In deze zaak heeft de Hoge Raad op 25 juni 2004 uitspraak gedaan in een cassatieprocedure betreffende een echtscheiding en de daarbij behorende alimentatieverplichtingen. De vrouw, verzoekster tot cassatie, had op 8 juni 2001 een verzoekschrift ingediend bij de rechtbank te Leeuwarden om echtscheiding en een bijdrage in haar levensonderhoud van de man, verzoeker in cassatie.

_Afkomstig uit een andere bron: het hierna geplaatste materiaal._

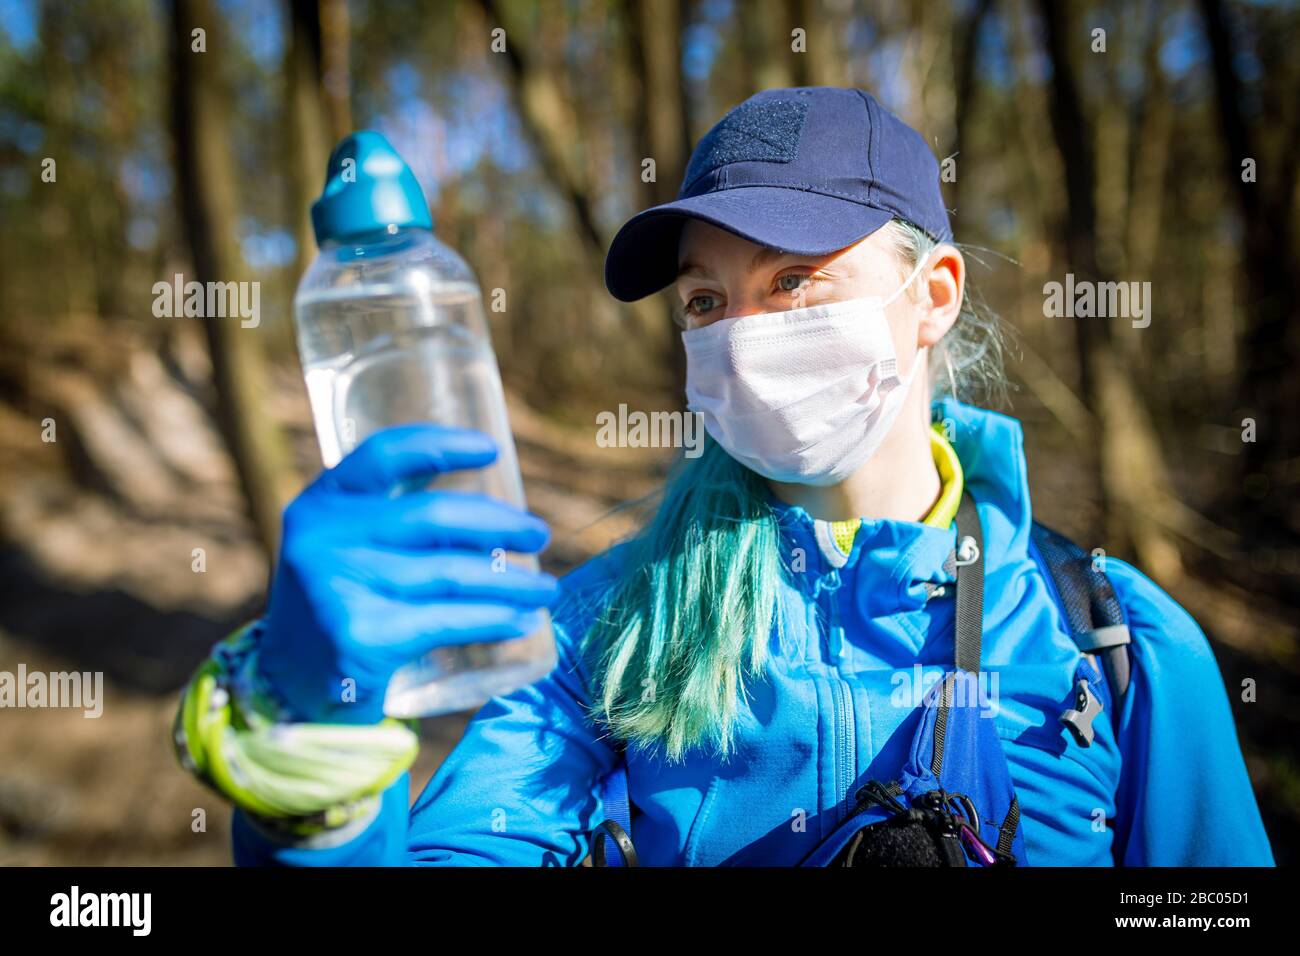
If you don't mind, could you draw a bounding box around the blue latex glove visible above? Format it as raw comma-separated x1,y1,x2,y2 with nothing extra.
258,423,559,725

De rechtbank heeft op 3 oktober 2001 de echtscheiding uitgesproken, maar het alimentatieverzoek van de vrouw afgewezen bij eindbeschikking op 2 oktober 2002. De vrouw ging in hoger beroep bij het gerechtshof te Leeuwarden, dat op 4 juni 2003 de beschikking van de rechtbank vernietigde en de alimentatie op € 327,24 per maand vaststelde, met terugwerkende kracht tot 16 oktober 2001. De man heeft hiertegen cassatie ingesteld.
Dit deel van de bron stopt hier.